Considerações Finais
Gastronomia é e pode ser ainda mais uma ciência social. Mais do que isso, uma ciência e uma prática libertadora. Os verbos plantar e colher, cozinhar e comer, compartilhar, estão presentes no cotidiano de todas as pessoas (CONTERAS; GRACIA, 2011). Isso mostra a importância de promover autonomia e soberania nas escolhas alimentares para todas as pessoas. O espaço acadêmico e de ensino e aprendizagem em todos os níveis pode ser um espaço potente de elaboração desses conceitos e de contextualização do conteúdo com as vivências dos educandos. Uma ciência chamada Gastronomia Social e Libertadora aborda temas como segurança alimentar, combate à fome e a desigualdades, promoção de alimentação saudável e nutrição, práticas trabalhistas rurais e urbanas justas e seguras, ecologia e sustentabilidade, solidariedade e saúde.
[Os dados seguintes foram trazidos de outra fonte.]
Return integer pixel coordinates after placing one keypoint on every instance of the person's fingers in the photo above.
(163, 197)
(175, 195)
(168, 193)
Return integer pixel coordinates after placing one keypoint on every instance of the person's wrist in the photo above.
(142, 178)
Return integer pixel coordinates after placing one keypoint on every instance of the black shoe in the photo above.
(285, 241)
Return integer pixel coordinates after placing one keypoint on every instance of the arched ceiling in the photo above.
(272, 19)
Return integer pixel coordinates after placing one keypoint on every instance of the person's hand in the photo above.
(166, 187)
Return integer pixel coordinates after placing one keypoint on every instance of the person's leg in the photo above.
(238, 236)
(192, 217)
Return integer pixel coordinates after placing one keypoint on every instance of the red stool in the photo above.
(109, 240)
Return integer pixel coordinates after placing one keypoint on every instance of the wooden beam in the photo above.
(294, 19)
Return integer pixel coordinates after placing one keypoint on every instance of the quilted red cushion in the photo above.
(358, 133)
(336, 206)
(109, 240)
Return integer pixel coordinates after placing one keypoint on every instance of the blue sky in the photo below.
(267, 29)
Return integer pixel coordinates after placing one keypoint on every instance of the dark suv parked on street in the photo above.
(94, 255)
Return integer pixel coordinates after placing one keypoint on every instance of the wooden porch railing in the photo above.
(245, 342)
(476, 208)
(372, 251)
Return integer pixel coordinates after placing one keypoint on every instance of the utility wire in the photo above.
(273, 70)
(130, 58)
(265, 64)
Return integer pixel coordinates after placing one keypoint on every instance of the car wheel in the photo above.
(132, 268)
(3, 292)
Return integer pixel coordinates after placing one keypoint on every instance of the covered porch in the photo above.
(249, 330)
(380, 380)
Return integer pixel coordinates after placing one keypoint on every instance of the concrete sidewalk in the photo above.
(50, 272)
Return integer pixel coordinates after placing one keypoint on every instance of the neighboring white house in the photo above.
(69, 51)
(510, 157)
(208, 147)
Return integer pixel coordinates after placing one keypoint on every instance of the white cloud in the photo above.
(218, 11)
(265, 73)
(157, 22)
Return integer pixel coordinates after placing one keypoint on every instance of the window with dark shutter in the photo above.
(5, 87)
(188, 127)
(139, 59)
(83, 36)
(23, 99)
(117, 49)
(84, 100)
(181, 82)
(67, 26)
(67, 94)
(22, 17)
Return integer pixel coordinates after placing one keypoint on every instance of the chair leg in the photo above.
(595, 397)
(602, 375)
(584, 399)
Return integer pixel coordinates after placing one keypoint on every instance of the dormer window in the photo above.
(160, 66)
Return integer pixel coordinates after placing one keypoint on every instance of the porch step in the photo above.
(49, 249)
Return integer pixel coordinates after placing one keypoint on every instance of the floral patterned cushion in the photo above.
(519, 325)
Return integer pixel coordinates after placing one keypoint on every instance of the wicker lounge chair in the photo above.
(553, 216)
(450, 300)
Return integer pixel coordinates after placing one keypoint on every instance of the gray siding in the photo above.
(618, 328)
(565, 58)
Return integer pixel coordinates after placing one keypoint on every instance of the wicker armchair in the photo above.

Um universo amplo de atuação política e profissional. Que esse seja o rumo que a ciência da Gastronomia esteja seguindo, já que é nas escolhas alimentares nossa maior fonte de poder sobre si mesmo, de entendimento do mundo ao nosso redor e do convívio e conexão com outras pessoas e suas redes. Que além de libertadora seja uma gastronomia feminista e, como convoca Lélia Gonzales (1988), afrolatinoamericana. Que seja saudável, boa, limpa e justa como promove o movimento Slow Food (PETRINI, 2021). Que seja solidária como mostraram possíveis as cozinhas solidárias do MTST (de SORDI, 2023). Que seja social e libertadora.